Another role craft can play during these strange times is to provide an outlet for us to express our hopes and anxieties. I for sure have found it difficult to articulate how I’ve been feeling over the past year. ‘Stressed’ doesn’t really cut it any more does it? And so having a way to get your emotions off your chest in a mindful way, without having to try to put it into words, can be a huge relief. Whatever your medium, be it embroidery thread, paint, yarn, ink, clay or anything else, you can pour your heart into it and relieve some of the tension that’s been building up inside you.
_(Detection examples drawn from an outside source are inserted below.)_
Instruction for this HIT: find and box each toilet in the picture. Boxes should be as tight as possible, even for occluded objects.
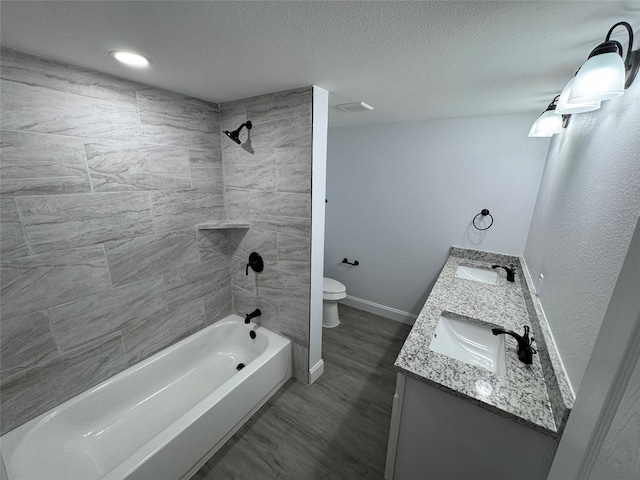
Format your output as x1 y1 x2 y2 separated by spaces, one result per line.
322 278 347 328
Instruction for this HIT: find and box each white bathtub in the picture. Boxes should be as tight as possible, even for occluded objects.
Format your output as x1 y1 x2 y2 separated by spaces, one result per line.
0 315 291 480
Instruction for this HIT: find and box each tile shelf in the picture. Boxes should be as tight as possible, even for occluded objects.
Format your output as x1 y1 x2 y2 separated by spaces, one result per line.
196 221 250 230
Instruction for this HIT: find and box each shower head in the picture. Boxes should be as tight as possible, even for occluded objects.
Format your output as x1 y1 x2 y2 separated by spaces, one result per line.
224 120 252 145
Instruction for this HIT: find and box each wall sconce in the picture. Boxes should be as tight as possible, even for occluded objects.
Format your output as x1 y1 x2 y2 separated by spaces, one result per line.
529 95 569 137
556 76 600 115
565 22 640 103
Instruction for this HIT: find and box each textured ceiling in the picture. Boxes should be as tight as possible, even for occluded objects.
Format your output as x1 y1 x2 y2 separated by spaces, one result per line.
0 0 640 127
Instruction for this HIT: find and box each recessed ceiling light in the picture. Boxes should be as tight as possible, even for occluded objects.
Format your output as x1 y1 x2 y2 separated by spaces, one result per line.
336 102 373 112
110 50 151 68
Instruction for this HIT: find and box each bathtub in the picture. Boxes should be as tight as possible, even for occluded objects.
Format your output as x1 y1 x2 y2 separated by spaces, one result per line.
0 315 291 480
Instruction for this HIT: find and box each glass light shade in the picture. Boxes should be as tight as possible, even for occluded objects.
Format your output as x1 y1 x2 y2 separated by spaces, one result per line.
111 50 151 68
568 52 625 103
555 77 600 115
529 110 562 137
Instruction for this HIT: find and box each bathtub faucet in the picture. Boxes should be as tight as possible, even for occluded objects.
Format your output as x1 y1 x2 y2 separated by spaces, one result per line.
244 308 262 323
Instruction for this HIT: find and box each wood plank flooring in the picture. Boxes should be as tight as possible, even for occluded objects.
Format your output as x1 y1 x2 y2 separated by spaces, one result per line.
193 305 411 480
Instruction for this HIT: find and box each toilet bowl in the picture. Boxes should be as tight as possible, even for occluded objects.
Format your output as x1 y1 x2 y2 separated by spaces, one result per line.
322 278 347 328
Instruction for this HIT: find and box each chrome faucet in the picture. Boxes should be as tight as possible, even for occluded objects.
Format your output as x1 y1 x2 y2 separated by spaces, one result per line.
491 325 538 365
491 263 516 282
244 308 262 323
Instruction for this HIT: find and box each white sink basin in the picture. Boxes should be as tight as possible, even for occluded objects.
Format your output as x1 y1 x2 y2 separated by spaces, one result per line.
456 265 500 285
429 313 507 375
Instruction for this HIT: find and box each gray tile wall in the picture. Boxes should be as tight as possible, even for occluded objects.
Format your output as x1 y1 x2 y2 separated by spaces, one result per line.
0 49 232 432
0 49 312 432
220 87 313 383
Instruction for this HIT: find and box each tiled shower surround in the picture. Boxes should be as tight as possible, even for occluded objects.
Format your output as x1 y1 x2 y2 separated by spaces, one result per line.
0 49 312 432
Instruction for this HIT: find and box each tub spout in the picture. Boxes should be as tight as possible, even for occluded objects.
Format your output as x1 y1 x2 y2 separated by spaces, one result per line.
244 308 262 323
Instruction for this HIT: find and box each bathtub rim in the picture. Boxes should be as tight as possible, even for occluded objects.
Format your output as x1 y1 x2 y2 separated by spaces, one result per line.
0 314 292 480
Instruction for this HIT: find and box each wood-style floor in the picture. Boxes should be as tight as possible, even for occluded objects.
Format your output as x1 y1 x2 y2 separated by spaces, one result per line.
193 305 411 480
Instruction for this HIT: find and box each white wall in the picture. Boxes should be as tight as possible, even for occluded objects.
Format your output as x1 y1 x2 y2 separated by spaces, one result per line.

As part of a craftivism project I was involved in through work during the first lockdown, we were asked to embroider a message of hope onto an embroidery hoop. The results were both positive and poignant, as people expressed their thanks to the NHS, their desire to look after one another, and their belief that good times would come again. For myself and the rest of the group who took part, it helped us to cope with the feelings of helplessness and anxiety that were now a constant feature in our lives. It’s well documented that engaging in activism can help with wellbeing and give people a sense of community and purpose, which is exactly what this project did for us.
Whatever your reason for taking up crafting, think of it as an opportunity to unburden yourself of the realities and restrictions of life. There are no rules or tiers in creativity, so you are free to roam as far and wide as you please - your only limit being your imagination.